Om aan het héél-uitheemsche doen dezer heldin een geloofwaardig tintje te geven, vond de schrijfster goed haar Hollandsche afkomst te vermengen met ‘Poolsch bloed’. Deze wel wat ouderwetsche roman-list moet dan ophelderen de hartstochtelijkheid en heftigheid van Vera, in tegenstelling met het meer flegmatische van Hollandsch temperament. Intusschen zijn al haar overige figuren evenzeer meer van een uitheemsch dan van een Hollandsch type. Daar is Truus, de vriendin van Vera, die geleefd heeft met een Parijschen schilder, en later tot hem terugkeert. Daar is Ange, een andere vriendin, die de rol speelt van verraderes, en wier positie in de Haagsche wereld mij heel vaag omlijnd schijnt, daar zij gelijktijdig een musiciënne is van beroep, en toch, als uitgaand meisje, aan huis komt bij een mevrouw Termonde, de deftigheid in persoon! (Hetgeen in den Haag eenvoudig ondenkbaar is.) Daar is, vooral ook, de bijna blinde Berthold, wiens geheele bestaan bestaat in een raadselachtig verliefd-doen jegens Vera! Daar is eindelijk Termonde-zelf, tegelijk een heel vrij-voelend en vrij-denkend, onafhankelijk mensch, en kundig kunst-criticus, en toch loopend aan den leiband van Haagsche vooroordeelen en conventies! Al deze menschen maken een gezochten, gewilden indruk! Zij schijnen bij elkaar gezocht en bij elkaar gegroepeerd met de kennelijke bedoeling om nu eens een apart, in ‘de kunstwereld’-spelend romannetje samen te flansen. Heel dat onhandige en weinig-natuurlijke van den opzet blijft storen in den ontwikkelingsgang. Een man van de wereld, en zijnde van de ontwikkeling van Termonde, laat zich niet zóó dòm beetnemen door de quasi-onschuld eener Ange! En evenmin kan het slot, met zijn onmogelijke ontknooping, een anderen indruk maken dan eene van verregaande onhandigheid! Het is een roman-list van den vierden rang, om op reis-vertoevende Hollanders de dupe te laten worden van vóórgewende
titels en vóórgewende voornaamheid! Menschen als deze Ange, die zoo handig een rijken en deftigen echtgenoot weten te veroveren als Termonde, bezitten te veel wereldwijsheid, om, op hun huwelijksreis al, weg te loopen met een quasi-Italiaanschen prins zonder fortuin en zonder relaties! - Maar Ange moest nu eenmaal wegloopen van Termonde, om hem daardoor de gelegenheid te geven terug te keeren tot Vera in Brussel! En nog een andere hinderpaal moest, voor dit bevredigend slot, uit den weg worden geruimd, namelijk den met haar samenwonenden, op haar verliefden Berthold. Ook daarop weet de schrijfster raad. Wat is gemakkelijker dan hem, bijna blind, onder een tram te laten vermorzelen! We krijgen dan nog een aandoenlijk bezoek van Vera aan zijn sterf bed, in het hospitaal! En... eind goed, al goed!

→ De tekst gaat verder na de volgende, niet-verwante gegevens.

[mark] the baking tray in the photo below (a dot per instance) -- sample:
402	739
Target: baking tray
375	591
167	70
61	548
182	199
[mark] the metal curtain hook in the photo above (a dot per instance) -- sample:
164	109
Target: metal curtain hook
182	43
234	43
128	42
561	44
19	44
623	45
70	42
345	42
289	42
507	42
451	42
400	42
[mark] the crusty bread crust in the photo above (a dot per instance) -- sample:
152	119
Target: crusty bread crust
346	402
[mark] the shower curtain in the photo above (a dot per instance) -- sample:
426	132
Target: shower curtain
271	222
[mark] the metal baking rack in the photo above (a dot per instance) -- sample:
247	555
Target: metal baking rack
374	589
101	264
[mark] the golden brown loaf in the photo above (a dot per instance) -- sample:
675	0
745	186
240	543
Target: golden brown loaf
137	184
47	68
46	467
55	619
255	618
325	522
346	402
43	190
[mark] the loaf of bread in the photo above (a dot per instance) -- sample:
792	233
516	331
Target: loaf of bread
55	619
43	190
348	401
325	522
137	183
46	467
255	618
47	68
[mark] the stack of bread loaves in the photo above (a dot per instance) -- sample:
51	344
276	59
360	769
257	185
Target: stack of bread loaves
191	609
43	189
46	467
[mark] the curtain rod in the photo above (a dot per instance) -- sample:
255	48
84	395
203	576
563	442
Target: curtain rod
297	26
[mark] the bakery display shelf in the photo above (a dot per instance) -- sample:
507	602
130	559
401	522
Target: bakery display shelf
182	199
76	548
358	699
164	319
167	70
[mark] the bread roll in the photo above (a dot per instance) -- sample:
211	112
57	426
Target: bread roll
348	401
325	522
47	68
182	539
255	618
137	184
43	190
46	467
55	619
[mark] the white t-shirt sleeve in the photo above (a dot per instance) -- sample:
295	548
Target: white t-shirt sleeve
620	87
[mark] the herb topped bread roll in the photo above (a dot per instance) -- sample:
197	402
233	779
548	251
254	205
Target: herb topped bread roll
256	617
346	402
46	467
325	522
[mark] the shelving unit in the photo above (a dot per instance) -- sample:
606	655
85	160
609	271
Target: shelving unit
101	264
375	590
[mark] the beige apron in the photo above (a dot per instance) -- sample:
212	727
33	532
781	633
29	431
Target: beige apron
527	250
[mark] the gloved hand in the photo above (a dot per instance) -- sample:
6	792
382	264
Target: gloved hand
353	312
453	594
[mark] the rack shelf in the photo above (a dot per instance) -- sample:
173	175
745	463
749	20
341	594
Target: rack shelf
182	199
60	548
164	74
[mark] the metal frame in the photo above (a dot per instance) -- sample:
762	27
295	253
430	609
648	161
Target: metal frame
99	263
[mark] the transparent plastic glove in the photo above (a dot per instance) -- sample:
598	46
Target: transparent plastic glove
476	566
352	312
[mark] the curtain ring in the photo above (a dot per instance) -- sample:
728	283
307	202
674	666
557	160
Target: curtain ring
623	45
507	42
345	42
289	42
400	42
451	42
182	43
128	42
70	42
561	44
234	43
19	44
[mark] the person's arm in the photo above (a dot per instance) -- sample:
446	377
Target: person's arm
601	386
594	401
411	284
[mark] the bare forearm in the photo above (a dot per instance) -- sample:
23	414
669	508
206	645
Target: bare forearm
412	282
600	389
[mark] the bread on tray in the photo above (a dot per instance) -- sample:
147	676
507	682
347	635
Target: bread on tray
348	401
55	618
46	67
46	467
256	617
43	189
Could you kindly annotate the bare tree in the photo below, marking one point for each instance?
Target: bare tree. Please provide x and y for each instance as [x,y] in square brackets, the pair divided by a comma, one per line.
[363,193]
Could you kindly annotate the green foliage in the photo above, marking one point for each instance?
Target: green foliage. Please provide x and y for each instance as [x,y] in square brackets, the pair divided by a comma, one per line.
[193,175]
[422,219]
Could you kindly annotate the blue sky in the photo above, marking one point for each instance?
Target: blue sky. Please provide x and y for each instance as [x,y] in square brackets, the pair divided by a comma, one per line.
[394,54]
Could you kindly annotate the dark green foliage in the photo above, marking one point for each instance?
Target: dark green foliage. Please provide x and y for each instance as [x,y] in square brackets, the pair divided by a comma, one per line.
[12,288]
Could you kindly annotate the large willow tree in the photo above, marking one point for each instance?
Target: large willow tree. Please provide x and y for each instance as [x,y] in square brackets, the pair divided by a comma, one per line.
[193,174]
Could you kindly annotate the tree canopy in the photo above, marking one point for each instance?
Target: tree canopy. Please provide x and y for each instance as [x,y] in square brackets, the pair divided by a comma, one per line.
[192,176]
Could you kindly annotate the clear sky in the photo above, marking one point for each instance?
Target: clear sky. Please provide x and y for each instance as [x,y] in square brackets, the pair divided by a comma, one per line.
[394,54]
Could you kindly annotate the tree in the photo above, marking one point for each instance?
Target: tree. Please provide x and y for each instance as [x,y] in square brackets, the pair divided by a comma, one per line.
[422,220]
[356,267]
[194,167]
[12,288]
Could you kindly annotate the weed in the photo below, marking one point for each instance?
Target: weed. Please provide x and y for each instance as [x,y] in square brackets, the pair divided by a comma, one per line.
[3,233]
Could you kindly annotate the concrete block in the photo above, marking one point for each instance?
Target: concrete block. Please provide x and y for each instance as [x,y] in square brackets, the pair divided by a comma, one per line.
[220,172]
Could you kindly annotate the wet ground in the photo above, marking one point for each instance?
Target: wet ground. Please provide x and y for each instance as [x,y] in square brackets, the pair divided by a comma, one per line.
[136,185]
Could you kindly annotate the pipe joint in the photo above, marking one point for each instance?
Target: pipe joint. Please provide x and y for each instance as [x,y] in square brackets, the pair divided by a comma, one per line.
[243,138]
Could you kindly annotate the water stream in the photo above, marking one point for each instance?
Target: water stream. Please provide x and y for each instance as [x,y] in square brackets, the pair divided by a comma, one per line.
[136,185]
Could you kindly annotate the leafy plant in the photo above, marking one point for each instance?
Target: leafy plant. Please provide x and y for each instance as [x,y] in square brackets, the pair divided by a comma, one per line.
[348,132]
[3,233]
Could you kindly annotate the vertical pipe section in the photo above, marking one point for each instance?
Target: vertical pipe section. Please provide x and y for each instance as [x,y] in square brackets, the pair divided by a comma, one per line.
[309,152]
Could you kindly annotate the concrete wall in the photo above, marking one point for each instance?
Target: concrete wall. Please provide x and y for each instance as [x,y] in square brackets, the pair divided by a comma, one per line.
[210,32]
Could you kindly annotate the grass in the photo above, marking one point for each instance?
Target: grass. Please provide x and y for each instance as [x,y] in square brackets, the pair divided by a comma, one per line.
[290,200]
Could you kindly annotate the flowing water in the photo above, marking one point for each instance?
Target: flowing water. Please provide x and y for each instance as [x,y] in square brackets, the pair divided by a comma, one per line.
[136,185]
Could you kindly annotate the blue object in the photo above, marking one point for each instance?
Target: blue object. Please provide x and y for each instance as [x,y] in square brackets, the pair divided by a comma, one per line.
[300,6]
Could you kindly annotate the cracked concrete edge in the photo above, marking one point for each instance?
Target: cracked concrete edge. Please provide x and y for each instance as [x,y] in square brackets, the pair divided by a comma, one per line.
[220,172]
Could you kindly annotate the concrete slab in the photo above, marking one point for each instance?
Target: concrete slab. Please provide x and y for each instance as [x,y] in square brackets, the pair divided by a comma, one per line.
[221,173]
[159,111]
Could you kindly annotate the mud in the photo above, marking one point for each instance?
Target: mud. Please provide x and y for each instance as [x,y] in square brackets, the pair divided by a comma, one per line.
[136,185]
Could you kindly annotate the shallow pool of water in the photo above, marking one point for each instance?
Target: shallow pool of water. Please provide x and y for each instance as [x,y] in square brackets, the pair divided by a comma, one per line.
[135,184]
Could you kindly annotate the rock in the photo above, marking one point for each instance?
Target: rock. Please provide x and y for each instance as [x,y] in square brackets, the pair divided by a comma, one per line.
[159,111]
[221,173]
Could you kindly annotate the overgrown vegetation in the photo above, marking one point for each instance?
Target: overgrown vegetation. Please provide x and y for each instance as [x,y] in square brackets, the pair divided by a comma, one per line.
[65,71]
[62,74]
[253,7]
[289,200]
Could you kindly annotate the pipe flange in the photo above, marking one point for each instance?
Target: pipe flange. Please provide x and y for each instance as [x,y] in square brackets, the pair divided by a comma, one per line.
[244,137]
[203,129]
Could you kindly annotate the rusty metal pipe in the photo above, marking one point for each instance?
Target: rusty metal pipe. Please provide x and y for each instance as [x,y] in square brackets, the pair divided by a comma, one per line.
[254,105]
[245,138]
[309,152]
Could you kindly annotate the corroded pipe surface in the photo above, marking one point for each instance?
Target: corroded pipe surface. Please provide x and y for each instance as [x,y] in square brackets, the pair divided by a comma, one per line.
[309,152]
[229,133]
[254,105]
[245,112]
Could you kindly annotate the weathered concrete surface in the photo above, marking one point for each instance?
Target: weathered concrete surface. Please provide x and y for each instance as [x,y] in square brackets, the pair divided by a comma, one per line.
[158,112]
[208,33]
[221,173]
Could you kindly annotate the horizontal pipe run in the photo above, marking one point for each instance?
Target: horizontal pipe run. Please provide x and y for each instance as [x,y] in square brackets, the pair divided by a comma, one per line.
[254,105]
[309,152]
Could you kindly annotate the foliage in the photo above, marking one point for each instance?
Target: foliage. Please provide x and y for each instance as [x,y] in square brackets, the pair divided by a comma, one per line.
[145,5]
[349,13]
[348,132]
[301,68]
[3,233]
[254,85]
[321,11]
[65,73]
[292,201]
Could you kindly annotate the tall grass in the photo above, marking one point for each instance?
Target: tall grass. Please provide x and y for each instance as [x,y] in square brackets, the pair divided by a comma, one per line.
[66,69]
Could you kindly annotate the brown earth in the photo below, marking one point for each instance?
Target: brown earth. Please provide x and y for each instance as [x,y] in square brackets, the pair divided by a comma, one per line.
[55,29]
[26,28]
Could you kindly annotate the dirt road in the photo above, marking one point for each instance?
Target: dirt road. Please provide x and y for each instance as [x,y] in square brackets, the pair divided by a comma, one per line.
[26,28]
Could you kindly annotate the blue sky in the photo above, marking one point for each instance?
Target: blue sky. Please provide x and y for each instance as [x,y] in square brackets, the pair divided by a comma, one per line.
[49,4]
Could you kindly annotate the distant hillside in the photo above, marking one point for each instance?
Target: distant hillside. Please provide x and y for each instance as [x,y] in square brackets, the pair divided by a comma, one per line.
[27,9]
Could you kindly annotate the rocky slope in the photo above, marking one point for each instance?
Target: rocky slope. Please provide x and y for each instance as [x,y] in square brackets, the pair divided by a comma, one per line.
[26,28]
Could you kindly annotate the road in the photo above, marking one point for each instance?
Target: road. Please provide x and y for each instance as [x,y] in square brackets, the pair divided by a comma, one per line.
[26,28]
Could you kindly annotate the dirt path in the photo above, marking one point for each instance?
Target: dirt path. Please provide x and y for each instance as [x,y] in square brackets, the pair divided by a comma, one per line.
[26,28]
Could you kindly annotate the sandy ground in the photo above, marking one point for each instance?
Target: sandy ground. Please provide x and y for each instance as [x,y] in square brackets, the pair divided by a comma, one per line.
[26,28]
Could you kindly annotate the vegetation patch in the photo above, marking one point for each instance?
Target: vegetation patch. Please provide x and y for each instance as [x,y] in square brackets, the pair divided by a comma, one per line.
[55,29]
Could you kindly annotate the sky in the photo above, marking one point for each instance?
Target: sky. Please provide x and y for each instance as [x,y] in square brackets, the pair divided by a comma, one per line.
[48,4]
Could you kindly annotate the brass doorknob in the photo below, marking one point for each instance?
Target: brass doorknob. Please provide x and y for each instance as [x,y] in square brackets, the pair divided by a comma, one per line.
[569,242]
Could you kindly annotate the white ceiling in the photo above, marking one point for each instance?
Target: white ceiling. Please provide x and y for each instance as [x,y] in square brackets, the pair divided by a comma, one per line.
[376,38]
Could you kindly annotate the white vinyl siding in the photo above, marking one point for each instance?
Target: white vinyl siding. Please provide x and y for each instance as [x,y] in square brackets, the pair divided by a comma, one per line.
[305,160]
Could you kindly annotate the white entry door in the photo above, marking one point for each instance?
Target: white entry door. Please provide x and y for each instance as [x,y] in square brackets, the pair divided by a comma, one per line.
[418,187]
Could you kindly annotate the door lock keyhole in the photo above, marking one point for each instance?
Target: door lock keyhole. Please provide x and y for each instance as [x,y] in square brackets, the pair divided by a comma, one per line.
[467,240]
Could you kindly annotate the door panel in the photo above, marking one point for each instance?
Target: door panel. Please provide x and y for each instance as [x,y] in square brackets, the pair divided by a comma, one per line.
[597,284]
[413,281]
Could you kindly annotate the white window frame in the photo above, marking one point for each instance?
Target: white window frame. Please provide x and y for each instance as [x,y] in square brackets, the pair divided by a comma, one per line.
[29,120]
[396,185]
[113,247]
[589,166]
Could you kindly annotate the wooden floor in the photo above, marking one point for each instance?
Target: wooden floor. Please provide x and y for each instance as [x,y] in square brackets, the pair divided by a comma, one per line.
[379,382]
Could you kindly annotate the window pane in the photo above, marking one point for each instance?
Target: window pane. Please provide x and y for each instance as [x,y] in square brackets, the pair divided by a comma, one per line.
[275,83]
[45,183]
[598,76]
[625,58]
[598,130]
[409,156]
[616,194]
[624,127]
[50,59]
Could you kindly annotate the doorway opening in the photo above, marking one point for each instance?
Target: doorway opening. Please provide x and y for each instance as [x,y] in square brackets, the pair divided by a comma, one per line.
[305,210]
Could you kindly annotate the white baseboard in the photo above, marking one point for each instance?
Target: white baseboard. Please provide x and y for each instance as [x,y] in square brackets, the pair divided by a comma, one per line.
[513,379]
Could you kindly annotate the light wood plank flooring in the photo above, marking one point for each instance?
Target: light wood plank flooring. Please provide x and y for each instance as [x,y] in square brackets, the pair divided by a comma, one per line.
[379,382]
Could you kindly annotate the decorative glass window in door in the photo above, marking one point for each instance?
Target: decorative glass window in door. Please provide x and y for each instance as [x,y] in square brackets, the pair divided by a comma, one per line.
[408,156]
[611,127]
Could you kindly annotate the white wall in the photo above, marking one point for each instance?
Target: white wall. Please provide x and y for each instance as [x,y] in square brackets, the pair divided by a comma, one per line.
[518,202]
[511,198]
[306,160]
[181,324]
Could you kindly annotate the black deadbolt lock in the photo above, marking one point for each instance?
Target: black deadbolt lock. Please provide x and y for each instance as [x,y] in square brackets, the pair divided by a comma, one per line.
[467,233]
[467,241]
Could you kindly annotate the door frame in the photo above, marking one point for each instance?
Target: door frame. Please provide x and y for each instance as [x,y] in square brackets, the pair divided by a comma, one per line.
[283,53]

Neen, dit is géén boek dat prijken mag met een zóó schoonen naam als Liefde!, al heeft de schrijfster een geheel andere en veel betere definitie van dat woord gegeven, dan Jeanne Reijneke van Stuwe deed, toen zij háár werk Liefde schreef, (mede in dit blad besproken.)
Liefde is iets anders, iets hoogers, dan het zuiver dierlijk zich aan elkander lichamelijk verlustigen van Jeanne Reijneke van Stuwes held en heldin. Maar het is evenmin dat geexalteerde en ziekelijke doen dezer Vera van M. Constant, die eerst, zonder liefde, een man haar maagdelijkheid geeft, en dan een ander, dien zij aanbidt, vrijwillig verlaat terwille van de intrigues eener onwaardige als Ange, om intusschen, en-passant, eindelijk genoegen te nemen met het opgedrongen gezelschap van een zoogenaamden ‘vriend’, wiens werkelijke gevoelens voor haar, dunkt mij, haar moeilijk kunnen verborgen zijn gebleven, en, bij haar gemoedstemming, ten opzichte van
| |
| |
Termonde, een dagelijksche kwelling zouden hebben moeten zijn! - Ik vind het jammer dat een schrijfster van begaafdheid, en die beschikt over de grootste losheid van conversatie-toon in haar werk, waar het geldt het natuurlijk gebabbel weer te geven van wereldmenschen en jongelui onder elkaar, zich heeft laten verleiden haar milieu zóó te kiezen, dat het niet anders kàn dan onnatuurlijk en gedwongen aandoen! Het gevoel van Vera voor Berthold is rein en vriendschappelijk, en haar liefde tot Termonde is een mooi, zich zelf-gelijk blijvend, eerlijk van een man houden, zonder zichzelf op den voorgrond stellen, zonder zelf-aanbidding! Waren daarom de personen-zelf gewone, natuurlijke menschen geweest, in plaats van would-be artisten, met quasi- ‘vrije’ gevoelentjes over conventies, enz; enz; dan zouden zij, geteekend met de vaardige pen van M. Constant, geworden zijn tot een treffend en wáár levensbeeld! Terwijl zij nu den indruk nalaten van tooneel-poppen en overprikkelde zenuwpatiënten, van wien men schouderophalend zegt: Als er zóó zijn, (en dat geloof ik wèl in zekere Haagsche kringen,) dan moet men zeggen, dat zij niet beter verdienen dan door degelijke en ernstig-denkende menschen met minachting of medelijden te worden voorbijgegaan! Dergelijke lieden als Vera's, Termondes, juffrouwen Truus, enz; enz, kan men onmogelijk ernstig nemen! Zij zijn onrijpe vruchten van een bedorven tijd!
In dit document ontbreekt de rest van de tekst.